What extraordinary works carried out by women have been buried for decades? Which philosophers, writers, scientists or artists, couples of famous men, have disappeared behind their reputation? For the third consecutive year, the cycle of conferences Neither they muses nor they geniuses , coordinated by the Classic and Modern association, will delve into the gaps that these iconic couples hide.

CONFERENCES

-Virginia Woolf and Roger Fry. 19:30, Monday, January 16, 2017 . The art historian and writer Frances Spalding will address the relationship between one of the most influential writers of the 20th century, Virginia Woolf, and her friend Roger Fry, a painter and art critic. Buy the ticket here.

**- Marie-Anne Pierrette Paulze and Antoine Lavoisier. ** 7:30 p.m., Monday, January 23, 2017 . "Marie-Anne and Antoine Lavoisier they were, in addition to a married couple, a great scientific work team . Their achievements, related to combustion or oxygen, among other aspects, make them fathers of modern chemistry.
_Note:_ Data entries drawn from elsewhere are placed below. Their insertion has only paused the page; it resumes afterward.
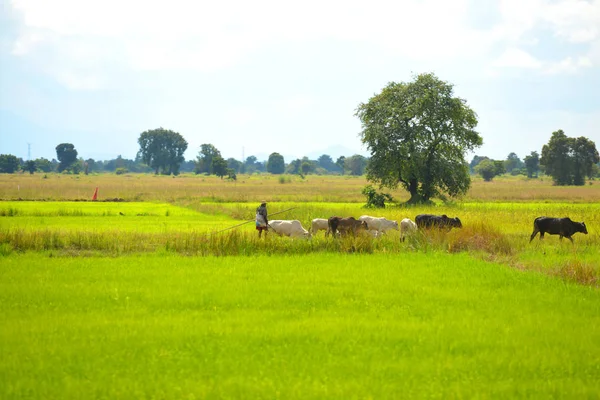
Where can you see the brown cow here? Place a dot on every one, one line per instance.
(345, 225)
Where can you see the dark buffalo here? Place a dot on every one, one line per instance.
(345, 225)
(437, 221)
(557, 226)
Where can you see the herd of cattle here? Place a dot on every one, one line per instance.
(376, 226)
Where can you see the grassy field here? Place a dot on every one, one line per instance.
(312, 326)
(341, 189)
(150, 297)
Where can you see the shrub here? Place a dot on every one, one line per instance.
(375, 199)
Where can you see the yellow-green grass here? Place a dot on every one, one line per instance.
(314, 326)
(492, 231)
(253, 188)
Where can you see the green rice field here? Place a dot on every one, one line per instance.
(171, 297)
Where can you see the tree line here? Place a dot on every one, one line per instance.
(418, 134)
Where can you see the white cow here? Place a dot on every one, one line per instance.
(407, 227)
(319, 224)
(379, 224)
(291, 228)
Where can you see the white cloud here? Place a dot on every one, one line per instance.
(516, 58)
(568, 65)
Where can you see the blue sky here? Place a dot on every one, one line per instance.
(259, 77)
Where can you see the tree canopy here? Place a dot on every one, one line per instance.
(204, 161)
(418, 134)
(67, 156)
(532, 164)
(276, 164)
(569, 160)
(162, 150)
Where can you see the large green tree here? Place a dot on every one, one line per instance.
(276, 164)
(162, 150)
(487, 169)
(418, 134)
(67, 156)
(512, 162)
(569, 160)
(204, 161)
(532, 164)
(219, 166)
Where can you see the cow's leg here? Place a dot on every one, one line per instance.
(535, 231)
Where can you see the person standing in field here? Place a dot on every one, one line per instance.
(262, 220)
However, that "title" is held only by Antoine. Marie-Anne, like other scientists before and after in time who developed her work in collaboration with her husbands and brothers, did not see his work recognized ", is explained in the description of this talk. Ana López Navajas, a researcher at the University of Valencia, will be in charge of reflecting on the consequences of this conception for women and science. Buy your ticket here.

** - Mary Moffat and David Livingstone. "Mrs. Livingstone, I guess", 7:30 p.m., Monday, January 30.** Cristina Morató, journalist and writer, will remember the figure of Mary Moffat, a traveler who "coped with great courage against diseases, wild beasts and long absences of her husband. She passed away, after a life of sacrifice, in present-day Zambia. She was forty-one years old and always felt like a white African." Buy the ticket here.

- María Teresa León and Rafael Alberti: Why “the tail of the comet”? , 7:30 p.m., Monday, February 6 , by Laura Freixas (CyM) . “Now I am the tail of the comet. He goes before her ”, León wrote in her memoirs after the death of her husband, who always felt like a “woman of” herself and her society despite being a writer as well. " It is worth asking if this distribution of roles is the result of certain conditioning factors, material and symbolic , prior to the biographies of each of them and how they shaped them". Buy your ticket here.

- Lucia Moholy and Laszlo Moholy Nagy. "She taught me to think", 7:30 p.m., Monday, February 13 , by María José Magaña Clemente, head of visual arts at the headquarters of the Cervantes Institute in Madrid. Discover the photographer Lucía Moholy who developed her career in parallel to her husband, Laszlo Moholy Nagy, within the bubbling avant-garde of the Bauhaus. Her husband said of her, "The beacon of her intelligence illuminated my own emotional chaos. She taught me how to think." Buy the ticket here.

- _ Aline Kominsky and Robert Crumb. Two feathers, a heart… or a sideshow monster? ,_ 7:30 p.m., Monday, February 27 , by Josune Muñoz, Basque philologist and researcher. Four-handed comic. "We will talk about underground comics, the unknown feminist comic and the different autobiographical materials of the couple, a review of more than four decades of comics". Buy the ticket here.